Upaya Pemerintah mengatasi wabah Covid-19 pada akhirnya tidak semudah upaya mengumpul sumbangan kemanusiaan atau impor peralatan test. Penanganan bertambah rumit ketika tenaga medis mulai kelelahan, beberapa dari mereka ada yang meninggal dan beberapa kelompok meneriakkan mogok kerja. Entah akhirnya sebagian persoalan itu berada di ranah fakta atau issue, kenyataan mengindikasikan terjadi sesuatu hal diluar prediksi.
Profesi tenaga medis sedang diuji daya tahan tubuh dan mentalnya. Profesi khusus yang tidak bisa semua orang mampu menggantikannya jika tak ingin korban bertambah banyak. Di Propinsi Wuhan sebagai (diduga) awal mula virus sekaligus lokasi pertama yang menerapkan Lockdown, tak luput memakan korban dari tenaga medis yang menjadi pejuang terdepan perang wabah ini. Kita tidak tahu apakah mereka juga pernah mengeluh kelelahan, mogok kerja atau patah semangat. Yang pasti setiap perjuangan dan peperangan pasti ada korban yang tak pandang memandang pangkat dan jabatan.
Jika persoalan tenaga medis diatas menjadi penyebab bertambahnya korban, kita sebagai warga negara berbeda profesi wajib peduli dan berpartisipasi. Merekrut relawan medis bukan berarti mengesampingkan perjuangan tenaga medis yang ada. Membuka kran volunteer setidaknya menambah semangat mereka bahwa mereka tidak sedang berjuang sendirian.
Jika itupun belum cukup, bantuan tenaga medis dari Tiongkok wajar kita terima. Itupun bukan menjadi ancaman kedaulatan negara jika terkait wabah global. Mereka tenaga medis dari Wuhan menyimpan aneka pengalaman melewati peliknya berperang melawan virus. Setidaknya mereka punya daya antisipasi dalam skala situasi darurat paling ekstrem sekalipun kemarin. Mereka yang secara pengalaman sudah selangkah di depan kita.
Wabah ini menjadi tanggung jawab bersama antar manusia tanpa sekat negara. Sama halnya Corona yang menjalar tanpa membedakan negara manapun. Kecepatannya melebihi daya analisa manusia sekelas pakar kesehatan. Tak ada satupun negara di muka bumi yang tidak khawatir. Masing-masing berlomba mengantisipasi dengan cara yang berbeda seukuran kepatuhan warganya untuk berniat sembuh.

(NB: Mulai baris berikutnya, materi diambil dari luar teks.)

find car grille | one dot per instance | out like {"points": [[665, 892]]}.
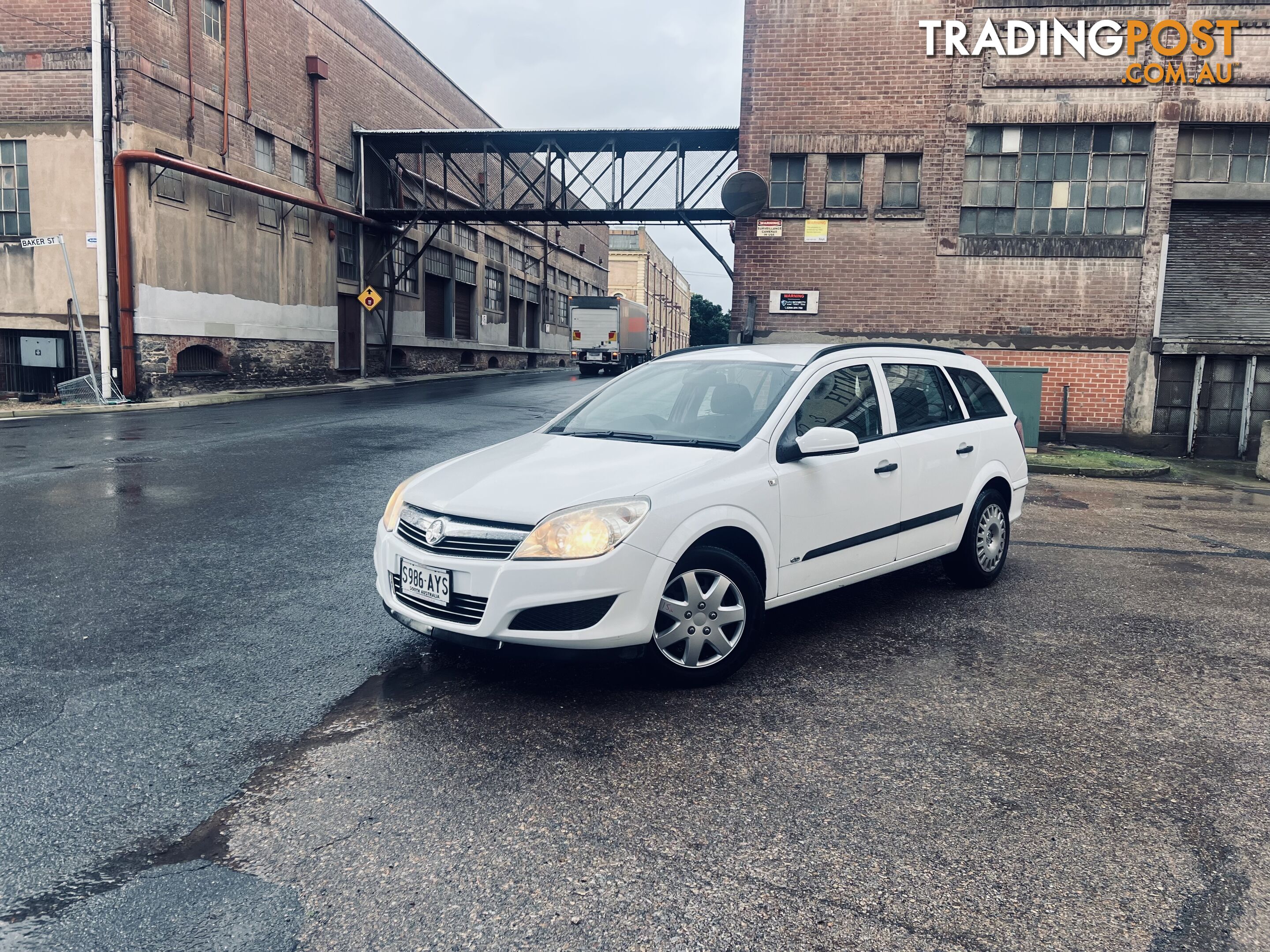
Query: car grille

Indonesia dengan kondisi geografis dan kultur sosial masyarakat majemuk punya antisipasi yang ekstra hati-hati. Curhat kelelahan petugas medis di medsos, pasien karantina yang kabur, disinformasi data, ancaman Lockdown lokal di tiap daerah hingga ketakutan masif yang berkembang tiap menit, itu persoalan non medis yang juga harus diantisipasi.
Pada akhirnya setiap dari kita punya potensi untuk terpapar virus entah melalui cara apapun. Berdiam diri di rumah menimbun kekhawatiran tanpa berbuat apa-apa semakin menambah energi negatif masuk. Kami sebagai warga negara yang sedang sama-sama merasakan kekhawatiran siap hadir dan berbuat apapun demi menyembuhkan elemen bangsa yang sedang terserang virus. Ijinkan kami berjuang bersama pemerintah yang sudi berkolaborasi dengan negara manapun untuk melewati masa-masa sulit ini.
Mari bersama berjibaku bersama pemerintah. Bukan berteriak saling menyalahkan. Menurunkan Menkes atau bahkan melengserkan Jokowi sekalipun bukan serum anti virus yang bisa menyelesaikan wabah. Alam sedang menyeleksi kualitas hidup dan mental penghuni bumi. Siapapun bisa ter-eliminasi. Tinggal memilih seandainya harus menjadi korban dengan menyimpan dendam dan amarah pada Pemerintah atau dikenang manis oleh banyak orang karena menjadi bagian dari perjuangan kemanusiaan bagi sesama manusia.